But that's not necessarily a good thing. It's a better approach for one NINJAM user to have sorted out their mix than for every other user to have to do it for them. A single stereo feed into NINJAM is all that's really needed.
I can only guess at the reason why (Brendan/Justin's thoughts would be interesting) but I think the reason is so that offline editing/mixing is possible. If clients send pre-mixed audio then there are fewer editing possibilities afterwards if you want to make a nice MP3 from the jam. At least the cliplogcvt utility that comes in the Ninjam source tree is geared towards importing your ninjam session in a DAW so you can mix it afterwards.
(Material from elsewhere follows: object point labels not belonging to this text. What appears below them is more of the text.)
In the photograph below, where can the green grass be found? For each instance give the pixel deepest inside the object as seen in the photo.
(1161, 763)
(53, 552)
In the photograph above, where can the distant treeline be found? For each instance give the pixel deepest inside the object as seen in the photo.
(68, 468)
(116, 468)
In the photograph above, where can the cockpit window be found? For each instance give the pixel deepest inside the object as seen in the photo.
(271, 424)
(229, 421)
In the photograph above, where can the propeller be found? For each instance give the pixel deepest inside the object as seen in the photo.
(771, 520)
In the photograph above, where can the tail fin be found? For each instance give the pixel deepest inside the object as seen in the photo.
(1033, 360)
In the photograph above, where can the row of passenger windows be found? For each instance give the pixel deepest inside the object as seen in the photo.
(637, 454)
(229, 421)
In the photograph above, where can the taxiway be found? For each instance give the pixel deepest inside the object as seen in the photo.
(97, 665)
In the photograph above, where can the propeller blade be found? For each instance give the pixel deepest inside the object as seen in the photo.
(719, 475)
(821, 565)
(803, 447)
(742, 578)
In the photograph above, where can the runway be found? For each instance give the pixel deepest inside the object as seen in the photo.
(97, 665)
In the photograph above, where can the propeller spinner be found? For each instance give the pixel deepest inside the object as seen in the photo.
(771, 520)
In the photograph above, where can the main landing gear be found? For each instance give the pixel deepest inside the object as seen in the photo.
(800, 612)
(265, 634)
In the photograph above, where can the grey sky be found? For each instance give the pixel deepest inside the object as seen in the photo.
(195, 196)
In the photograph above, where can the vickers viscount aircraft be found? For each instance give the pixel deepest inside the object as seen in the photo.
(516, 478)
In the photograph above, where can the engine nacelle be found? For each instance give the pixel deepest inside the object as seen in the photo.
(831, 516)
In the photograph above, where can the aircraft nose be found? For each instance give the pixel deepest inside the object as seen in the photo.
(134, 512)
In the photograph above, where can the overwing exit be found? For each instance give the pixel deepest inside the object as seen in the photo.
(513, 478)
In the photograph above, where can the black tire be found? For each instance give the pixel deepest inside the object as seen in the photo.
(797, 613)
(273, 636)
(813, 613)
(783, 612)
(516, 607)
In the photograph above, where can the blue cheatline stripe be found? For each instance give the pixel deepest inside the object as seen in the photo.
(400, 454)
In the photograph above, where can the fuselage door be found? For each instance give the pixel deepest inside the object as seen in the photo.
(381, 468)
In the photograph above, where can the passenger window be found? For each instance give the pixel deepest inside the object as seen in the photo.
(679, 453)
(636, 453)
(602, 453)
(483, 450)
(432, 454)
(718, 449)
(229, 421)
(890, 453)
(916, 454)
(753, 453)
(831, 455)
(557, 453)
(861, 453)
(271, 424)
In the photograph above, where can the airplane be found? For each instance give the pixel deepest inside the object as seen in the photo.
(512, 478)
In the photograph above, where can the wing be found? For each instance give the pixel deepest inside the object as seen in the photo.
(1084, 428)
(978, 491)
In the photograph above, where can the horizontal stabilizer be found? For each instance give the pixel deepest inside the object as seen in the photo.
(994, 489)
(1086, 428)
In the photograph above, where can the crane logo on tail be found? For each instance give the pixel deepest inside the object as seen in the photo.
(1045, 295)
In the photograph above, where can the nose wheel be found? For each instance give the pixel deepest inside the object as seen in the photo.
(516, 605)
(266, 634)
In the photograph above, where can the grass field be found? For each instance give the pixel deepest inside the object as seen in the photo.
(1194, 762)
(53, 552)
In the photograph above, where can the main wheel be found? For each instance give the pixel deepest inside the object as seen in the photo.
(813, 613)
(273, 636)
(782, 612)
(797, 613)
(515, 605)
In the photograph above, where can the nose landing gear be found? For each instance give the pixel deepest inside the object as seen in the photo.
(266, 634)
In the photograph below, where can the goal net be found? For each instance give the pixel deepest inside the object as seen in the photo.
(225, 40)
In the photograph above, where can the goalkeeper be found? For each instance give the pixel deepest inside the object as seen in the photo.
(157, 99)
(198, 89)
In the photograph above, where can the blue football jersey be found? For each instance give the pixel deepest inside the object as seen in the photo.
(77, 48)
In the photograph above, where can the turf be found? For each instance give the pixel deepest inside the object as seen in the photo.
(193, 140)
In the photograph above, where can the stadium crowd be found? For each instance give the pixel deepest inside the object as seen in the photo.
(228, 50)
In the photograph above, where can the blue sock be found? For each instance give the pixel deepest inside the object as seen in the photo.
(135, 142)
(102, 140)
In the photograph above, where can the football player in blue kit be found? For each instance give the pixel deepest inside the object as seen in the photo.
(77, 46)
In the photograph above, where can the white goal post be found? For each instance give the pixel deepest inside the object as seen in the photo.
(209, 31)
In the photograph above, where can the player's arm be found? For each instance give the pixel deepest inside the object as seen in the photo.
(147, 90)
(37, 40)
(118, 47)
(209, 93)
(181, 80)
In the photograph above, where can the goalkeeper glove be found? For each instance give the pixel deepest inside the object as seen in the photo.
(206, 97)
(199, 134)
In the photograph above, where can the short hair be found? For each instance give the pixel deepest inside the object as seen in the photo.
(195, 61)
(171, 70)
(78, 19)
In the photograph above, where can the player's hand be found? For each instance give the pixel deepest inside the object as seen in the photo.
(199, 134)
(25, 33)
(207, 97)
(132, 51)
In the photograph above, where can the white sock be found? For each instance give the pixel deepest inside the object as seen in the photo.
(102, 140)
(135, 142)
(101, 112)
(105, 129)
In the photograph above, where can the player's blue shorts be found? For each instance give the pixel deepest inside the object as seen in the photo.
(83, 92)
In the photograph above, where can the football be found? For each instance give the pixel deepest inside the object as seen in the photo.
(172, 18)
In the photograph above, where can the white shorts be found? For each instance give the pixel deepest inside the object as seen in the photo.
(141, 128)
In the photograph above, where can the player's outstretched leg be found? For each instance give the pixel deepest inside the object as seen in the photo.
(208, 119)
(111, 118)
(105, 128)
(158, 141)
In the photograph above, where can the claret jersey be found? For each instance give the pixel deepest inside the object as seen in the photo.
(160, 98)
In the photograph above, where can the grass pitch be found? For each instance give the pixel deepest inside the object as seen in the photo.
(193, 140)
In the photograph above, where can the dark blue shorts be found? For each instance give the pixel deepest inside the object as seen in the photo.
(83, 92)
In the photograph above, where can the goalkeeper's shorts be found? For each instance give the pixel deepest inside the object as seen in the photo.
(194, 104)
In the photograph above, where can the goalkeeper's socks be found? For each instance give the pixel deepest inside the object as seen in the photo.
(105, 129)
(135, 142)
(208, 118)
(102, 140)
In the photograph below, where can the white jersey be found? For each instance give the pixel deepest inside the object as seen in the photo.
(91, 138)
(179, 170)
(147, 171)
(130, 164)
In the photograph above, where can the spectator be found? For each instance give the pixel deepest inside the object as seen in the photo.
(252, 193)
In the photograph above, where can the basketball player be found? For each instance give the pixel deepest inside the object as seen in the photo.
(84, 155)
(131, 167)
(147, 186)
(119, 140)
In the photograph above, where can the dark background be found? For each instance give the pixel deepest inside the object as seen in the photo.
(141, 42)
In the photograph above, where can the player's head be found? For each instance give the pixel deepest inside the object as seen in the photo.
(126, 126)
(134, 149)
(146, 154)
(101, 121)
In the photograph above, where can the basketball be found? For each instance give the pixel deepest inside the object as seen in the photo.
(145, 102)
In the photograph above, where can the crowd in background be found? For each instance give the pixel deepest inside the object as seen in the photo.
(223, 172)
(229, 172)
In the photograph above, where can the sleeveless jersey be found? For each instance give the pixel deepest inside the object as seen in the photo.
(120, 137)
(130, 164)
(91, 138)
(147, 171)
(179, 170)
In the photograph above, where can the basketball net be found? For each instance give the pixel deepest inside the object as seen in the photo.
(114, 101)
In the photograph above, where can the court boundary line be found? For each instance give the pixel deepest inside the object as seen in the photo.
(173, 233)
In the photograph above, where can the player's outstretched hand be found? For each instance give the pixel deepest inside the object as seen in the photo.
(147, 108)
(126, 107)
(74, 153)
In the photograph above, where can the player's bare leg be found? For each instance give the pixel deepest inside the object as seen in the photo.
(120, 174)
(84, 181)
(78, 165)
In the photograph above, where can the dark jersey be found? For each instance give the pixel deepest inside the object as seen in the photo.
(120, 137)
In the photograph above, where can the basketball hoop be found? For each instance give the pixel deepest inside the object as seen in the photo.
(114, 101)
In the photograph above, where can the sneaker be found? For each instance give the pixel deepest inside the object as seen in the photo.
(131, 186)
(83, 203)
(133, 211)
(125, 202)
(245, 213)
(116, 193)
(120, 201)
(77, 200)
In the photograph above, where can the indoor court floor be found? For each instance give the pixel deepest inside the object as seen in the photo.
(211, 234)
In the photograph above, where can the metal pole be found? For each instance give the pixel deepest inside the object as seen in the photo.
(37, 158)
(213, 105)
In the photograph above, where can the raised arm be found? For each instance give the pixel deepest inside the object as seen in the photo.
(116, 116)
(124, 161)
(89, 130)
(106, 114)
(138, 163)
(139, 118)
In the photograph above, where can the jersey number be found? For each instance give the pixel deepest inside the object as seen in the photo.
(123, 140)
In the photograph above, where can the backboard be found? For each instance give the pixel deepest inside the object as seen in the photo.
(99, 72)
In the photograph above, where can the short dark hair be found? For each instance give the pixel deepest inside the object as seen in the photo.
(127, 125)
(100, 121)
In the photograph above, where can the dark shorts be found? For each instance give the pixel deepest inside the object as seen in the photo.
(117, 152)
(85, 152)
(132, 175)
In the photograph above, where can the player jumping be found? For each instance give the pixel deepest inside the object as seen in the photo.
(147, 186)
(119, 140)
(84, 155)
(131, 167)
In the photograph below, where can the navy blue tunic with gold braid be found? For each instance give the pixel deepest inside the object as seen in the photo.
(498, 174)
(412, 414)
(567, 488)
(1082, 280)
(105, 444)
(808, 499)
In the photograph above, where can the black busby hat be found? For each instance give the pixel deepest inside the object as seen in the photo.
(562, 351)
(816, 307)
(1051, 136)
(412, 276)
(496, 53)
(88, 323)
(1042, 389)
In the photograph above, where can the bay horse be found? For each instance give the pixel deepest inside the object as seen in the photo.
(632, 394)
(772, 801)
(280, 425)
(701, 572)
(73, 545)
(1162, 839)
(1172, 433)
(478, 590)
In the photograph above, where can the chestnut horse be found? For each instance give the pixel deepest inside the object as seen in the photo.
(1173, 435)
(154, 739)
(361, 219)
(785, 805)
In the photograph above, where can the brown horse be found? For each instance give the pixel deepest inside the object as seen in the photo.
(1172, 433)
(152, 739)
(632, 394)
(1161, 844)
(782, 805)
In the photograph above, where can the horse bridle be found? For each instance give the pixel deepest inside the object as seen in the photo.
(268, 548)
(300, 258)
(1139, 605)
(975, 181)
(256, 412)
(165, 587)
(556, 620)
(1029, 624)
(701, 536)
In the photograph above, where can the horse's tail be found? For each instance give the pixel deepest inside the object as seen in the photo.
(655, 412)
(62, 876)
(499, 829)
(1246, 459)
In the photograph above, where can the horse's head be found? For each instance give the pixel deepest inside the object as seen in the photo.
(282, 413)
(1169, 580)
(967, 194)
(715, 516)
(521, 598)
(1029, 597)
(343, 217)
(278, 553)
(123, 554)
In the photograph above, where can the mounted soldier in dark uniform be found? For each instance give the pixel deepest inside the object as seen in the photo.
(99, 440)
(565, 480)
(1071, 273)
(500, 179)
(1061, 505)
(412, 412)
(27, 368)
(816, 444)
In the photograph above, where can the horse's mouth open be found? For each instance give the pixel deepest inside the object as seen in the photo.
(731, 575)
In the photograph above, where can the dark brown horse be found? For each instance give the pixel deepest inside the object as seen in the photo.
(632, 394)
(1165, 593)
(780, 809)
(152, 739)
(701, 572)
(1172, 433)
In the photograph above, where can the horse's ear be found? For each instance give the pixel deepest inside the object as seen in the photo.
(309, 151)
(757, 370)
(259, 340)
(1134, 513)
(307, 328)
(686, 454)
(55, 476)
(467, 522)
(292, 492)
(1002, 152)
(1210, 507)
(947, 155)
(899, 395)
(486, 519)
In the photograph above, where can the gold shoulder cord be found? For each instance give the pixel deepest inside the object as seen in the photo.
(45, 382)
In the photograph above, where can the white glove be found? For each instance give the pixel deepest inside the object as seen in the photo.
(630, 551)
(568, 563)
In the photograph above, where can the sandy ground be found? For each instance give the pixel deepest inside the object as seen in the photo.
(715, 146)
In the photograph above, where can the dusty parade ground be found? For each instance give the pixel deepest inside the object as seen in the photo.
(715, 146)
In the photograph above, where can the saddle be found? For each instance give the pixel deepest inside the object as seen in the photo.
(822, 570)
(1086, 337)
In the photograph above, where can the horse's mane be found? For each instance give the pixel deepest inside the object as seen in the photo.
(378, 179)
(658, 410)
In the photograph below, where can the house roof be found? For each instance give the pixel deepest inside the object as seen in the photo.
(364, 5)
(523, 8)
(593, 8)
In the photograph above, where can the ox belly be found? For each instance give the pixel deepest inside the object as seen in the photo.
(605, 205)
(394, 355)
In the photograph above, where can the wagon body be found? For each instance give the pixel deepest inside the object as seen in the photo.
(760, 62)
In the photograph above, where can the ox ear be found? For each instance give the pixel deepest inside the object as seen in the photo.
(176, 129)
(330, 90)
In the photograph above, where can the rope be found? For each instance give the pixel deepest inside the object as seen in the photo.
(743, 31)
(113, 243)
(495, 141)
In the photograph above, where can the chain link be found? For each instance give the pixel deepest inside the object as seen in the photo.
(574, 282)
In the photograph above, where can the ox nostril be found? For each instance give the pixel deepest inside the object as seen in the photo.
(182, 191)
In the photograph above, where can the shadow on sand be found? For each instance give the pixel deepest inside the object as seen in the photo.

In practice I've never edited/mixed jams after playing though .

How are you checking the latency of these things? I think PulseAudio would stop anyone using the system seriously other than to play back pre-recorded music. It would stop any form of live music creation.
I haven't checked the latency on PulseAudio. If you want to use software instruments/effects then JACK is probably required.

In the case of a single physical instrument plugged in to the PC it's not an issue though. My setup is based around a guitar effects processor with USB audio. It has built-in monitoring so I don't worry about the latency of my own signal. Ninjam is playing remote user audio into the guitar effects processor which mixes it together with the monitor signal. Both the instrument and the headphones are plugged into the guitar effects processor.